It’s been 15 years since I learned that I had Non-Hodgkin Lymphoma, a set of blood cancers, which, as they say, can be managed but not cured. When I received this devastating news, I thought that my relatively short life would soon be over. How could someone like me, a trim, active man who had a healthy diet, a lovely family, a terrific set of friends and a satisfying professional life, get cancer?




It didn’t make sense.




It made me angry.




The news stunned me. My bleak future flashed before my eyes–chemotherapy, weight loss, hair loss, bone pain, nausea, and fatigue–all leading to an untimely death. I suddenly realized how much time I had wasted on unimportant things. Confronting imminent mortality frightened me. Slowly and timidly, I moved forward on an uncertain path. In the time that I had left could I somehow experience the wonders of life? In a world of endless choice and incessant distraction, could I discover what was important?

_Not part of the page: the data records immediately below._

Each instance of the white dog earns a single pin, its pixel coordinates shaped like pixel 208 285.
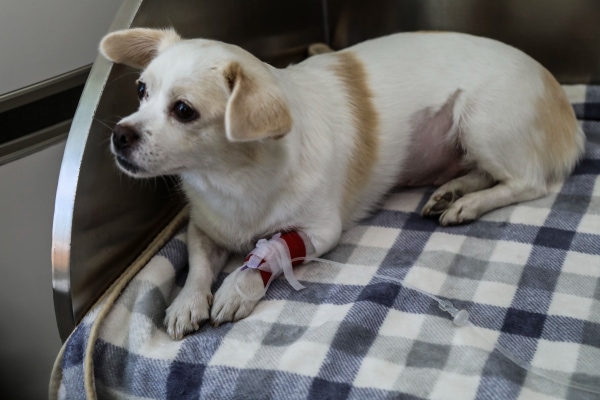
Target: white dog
pixel 313 148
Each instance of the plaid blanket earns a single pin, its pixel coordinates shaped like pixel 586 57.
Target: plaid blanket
pixel 528 274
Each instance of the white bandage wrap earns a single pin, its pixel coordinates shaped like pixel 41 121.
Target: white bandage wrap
pixel 277 260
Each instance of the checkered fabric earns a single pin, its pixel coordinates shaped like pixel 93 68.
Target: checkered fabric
pixel 528 274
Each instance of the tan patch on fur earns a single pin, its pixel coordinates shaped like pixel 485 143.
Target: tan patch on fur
pixel 137 47
pixel 556 119
pixel 354 78
pixel 256 109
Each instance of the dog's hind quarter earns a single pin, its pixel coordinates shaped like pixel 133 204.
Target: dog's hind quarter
pixel 353 77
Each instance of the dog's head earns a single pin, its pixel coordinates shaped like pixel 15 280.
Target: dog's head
pixel 202 102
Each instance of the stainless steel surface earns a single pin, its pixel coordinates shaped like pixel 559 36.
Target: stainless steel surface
pixel 43 89
pixel 564 35
pixel 103 219
pixel 33 143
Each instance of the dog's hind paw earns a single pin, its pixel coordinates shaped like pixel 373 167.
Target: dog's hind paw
pixel 187 312
pixel 237 296
pixel 439 203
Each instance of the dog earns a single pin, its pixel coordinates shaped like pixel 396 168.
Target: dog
pixel 314 147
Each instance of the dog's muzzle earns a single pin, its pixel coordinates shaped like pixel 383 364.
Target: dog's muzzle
pixel 124 139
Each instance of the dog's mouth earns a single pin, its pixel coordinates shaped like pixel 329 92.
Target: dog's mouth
pixel 128 166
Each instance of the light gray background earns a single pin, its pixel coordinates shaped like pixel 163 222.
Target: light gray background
pixel 38 40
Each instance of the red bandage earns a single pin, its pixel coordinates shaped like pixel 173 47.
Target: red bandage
pixel 296 248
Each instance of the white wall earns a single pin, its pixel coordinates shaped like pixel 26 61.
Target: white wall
pixel 40 39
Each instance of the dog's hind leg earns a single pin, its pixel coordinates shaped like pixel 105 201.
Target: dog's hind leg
pixel 451 191
pixel 470 206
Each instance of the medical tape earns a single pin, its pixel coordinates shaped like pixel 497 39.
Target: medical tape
pixel 273 257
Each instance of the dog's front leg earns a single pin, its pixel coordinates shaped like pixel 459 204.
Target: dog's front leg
pixel 243 288
pixel 191 307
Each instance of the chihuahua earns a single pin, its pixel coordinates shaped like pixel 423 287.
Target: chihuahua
pixel 314 147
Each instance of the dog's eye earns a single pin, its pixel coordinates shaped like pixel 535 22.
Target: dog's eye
pixel 183 112
pixel 141 90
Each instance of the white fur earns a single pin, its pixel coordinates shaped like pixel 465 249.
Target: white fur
pixel 240 192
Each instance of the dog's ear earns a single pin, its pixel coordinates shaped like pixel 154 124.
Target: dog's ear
pixel 256 108
pixel 137 47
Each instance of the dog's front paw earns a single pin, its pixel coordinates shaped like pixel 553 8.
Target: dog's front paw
pixel 237 296
pixel 187 312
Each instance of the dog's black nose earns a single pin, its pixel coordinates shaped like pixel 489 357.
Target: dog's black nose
pixel 124 136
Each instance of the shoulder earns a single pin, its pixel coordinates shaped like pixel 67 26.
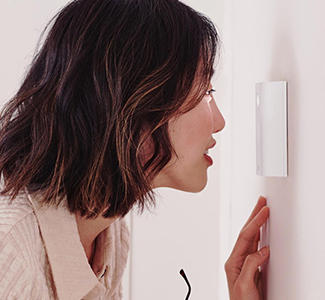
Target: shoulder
pixel 14 212
pixel 22 253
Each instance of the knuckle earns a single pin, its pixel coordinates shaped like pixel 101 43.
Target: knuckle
pixel 240 290
pixel 227 265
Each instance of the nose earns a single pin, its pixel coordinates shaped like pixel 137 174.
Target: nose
pixel 218 120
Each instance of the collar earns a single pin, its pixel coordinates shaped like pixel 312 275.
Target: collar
pixel 72 274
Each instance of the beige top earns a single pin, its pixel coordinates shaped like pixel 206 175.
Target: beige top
pixel 41 256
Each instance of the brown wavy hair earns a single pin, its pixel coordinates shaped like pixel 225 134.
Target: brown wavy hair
pixel 108 77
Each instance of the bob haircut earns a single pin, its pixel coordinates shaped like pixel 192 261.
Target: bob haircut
pixel 107 79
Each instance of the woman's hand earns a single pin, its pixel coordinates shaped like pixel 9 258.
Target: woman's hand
pixel 243 275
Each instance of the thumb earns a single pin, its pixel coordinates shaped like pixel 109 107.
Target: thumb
pixel 250 266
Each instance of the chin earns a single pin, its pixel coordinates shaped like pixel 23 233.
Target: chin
pixel 197 187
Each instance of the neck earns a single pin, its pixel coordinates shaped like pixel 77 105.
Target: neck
pixel 89 229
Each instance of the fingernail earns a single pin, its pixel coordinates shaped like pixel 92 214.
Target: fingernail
pixel 264 251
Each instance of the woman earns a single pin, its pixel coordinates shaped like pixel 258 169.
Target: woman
pixel 117 102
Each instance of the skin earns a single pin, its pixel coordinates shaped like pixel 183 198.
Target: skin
pixel 191 135
pixel 244 280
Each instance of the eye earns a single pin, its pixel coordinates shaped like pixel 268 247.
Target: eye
pixel 209 93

Given our culturally-contoured and time-pressed penchant for expedience, it’s hard for anyone to figure out what is important. A diagnosis of cancer, though, can sometimes accelerate a process that sometimes points you in an existentially satisfying direction. A 15-year sojourn on cancer’s path has compelled me to think about how to live well in the world. Here’s some of things I’ve learned about the quest for well being:




1. The destructive force of anger: When I began my journey on cancer’s path, I was angry. Why had I been singled out to suffer such a horrendous fate? I quickly discovered that anger led to feelings of powerless and despair, a state that wasn’t good for me, for the people around me, or for my work as a scholar. In my view anger never leads to well-being. And so, I tried to accept my situation and attempted to cope with the anxieties of confronting an incurable disease–none of which is easy.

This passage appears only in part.